Depreciation and accounting concepts :
Since depreciation is an expense, it is deducted from the net income for the period in which asset was used. When a expense is matched with the period in which the income is generated , in which the expense is related to generation of income than these terminology is called as matching concept. In the same way we can relate the matching concept with depreciation terms. Depreciation is calculated for the asset used for that period to generate income for the business. So if the asset generating income is belonging to the period of reporting than the expense related to the generation of that income also will belong to that same period of reporting. Hence depreciation is reported accordingly.
Depreciation is also an effect of an accounting concept , accrual accounting which most of the business follows. According to the accrual concept , business must recognize and report earnings when they are earned and expenses when they are incurred regardless of the effect of cash involved in it. Therefore depreciation is a non cash expense as it reduces the value of asset without any actual cash outflow . Therefore accrual concept encourages non cash expense and earnings to be reported even if there is no actual cash inflow or outflow seen.

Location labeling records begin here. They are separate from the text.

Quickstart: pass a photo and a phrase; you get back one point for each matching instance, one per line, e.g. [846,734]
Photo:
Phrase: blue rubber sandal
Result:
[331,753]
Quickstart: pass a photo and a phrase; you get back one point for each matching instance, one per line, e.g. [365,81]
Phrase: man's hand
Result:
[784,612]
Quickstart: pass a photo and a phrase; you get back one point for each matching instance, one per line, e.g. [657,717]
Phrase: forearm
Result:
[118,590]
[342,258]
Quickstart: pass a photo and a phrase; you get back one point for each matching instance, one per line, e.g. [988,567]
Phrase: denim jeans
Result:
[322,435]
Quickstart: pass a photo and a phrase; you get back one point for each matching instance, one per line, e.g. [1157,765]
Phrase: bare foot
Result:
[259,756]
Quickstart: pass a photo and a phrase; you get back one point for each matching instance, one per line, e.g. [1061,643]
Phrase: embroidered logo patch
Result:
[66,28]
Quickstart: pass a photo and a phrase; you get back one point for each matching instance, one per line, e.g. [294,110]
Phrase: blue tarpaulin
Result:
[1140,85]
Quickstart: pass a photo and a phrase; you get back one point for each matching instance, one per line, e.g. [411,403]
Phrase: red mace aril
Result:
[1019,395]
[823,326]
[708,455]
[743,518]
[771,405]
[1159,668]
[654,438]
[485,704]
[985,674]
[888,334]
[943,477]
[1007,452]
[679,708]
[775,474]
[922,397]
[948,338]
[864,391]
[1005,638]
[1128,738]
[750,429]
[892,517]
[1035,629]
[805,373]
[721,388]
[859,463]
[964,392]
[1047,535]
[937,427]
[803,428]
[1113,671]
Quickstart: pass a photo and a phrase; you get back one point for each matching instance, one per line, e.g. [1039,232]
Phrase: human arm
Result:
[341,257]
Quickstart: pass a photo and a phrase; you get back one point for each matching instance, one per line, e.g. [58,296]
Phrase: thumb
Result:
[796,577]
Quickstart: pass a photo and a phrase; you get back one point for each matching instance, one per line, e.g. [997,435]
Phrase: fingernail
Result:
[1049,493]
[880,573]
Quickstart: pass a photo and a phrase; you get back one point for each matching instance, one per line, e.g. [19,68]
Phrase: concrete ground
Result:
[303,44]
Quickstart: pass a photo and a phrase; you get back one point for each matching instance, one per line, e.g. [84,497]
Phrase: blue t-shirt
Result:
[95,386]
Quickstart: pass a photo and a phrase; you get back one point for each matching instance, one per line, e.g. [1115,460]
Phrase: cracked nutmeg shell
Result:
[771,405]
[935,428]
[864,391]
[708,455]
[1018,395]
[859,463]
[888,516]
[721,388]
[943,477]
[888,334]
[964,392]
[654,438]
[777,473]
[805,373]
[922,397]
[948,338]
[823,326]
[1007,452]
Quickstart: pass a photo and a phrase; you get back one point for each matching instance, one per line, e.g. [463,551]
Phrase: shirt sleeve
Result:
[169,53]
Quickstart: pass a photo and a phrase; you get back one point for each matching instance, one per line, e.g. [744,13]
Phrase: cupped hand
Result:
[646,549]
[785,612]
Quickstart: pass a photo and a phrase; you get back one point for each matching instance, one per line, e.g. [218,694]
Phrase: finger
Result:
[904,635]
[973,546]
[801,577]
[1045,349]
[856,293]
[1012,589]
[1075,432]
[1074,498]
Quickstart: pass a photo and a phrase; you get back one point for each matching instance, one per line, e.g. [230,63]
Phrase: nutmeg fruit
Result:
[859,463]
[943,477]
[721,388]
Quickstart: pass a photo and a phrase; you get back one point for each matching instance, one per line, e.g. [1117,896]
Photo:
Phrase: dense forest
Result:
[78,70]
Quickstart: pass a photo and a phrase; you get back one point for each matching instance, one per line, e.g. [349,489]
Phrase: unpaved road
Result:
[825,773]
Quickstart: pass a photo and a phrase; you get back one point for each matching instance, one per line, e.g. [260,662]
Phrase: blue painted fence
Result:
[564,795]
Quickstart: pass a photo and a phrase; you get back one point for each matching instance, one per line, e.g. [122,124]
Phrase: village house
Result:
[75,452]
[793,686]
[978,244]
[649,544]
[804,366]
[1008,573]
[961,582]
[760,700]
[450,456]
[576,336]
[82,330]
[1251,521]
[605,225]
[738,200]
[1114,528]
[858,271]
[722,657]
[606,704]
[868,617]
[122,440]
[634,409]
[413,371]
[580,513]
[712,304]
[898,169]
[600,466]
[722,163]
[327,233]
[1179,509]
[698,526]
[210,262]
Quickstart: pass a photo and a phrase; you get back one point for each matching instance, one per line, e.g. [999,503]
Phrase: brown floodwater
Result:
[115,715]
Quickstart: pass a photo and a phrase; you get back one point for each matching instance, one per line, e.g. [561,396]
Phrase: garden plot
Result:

One of the major important concept of business , which forms the base of a business's ongoing life is called as going concern concept. As per this concept the business is seen to be continuing in the foreseeable future with out any interruption and there is no closure expected for the business.
A company is a going concern if no evidence is available to believe that it will or will have to cease its operations in foreseeable future.
Computation of depreciation is one of the examples of going concern concept. Depreciation is calculated on the estimated economic life of an asset rather the current market value of it. Companies assume that their business will continue for an indefinite period of time and the assets will be used in the business until fully depreciated.
In this way depreciation is a result of many accounting concepts.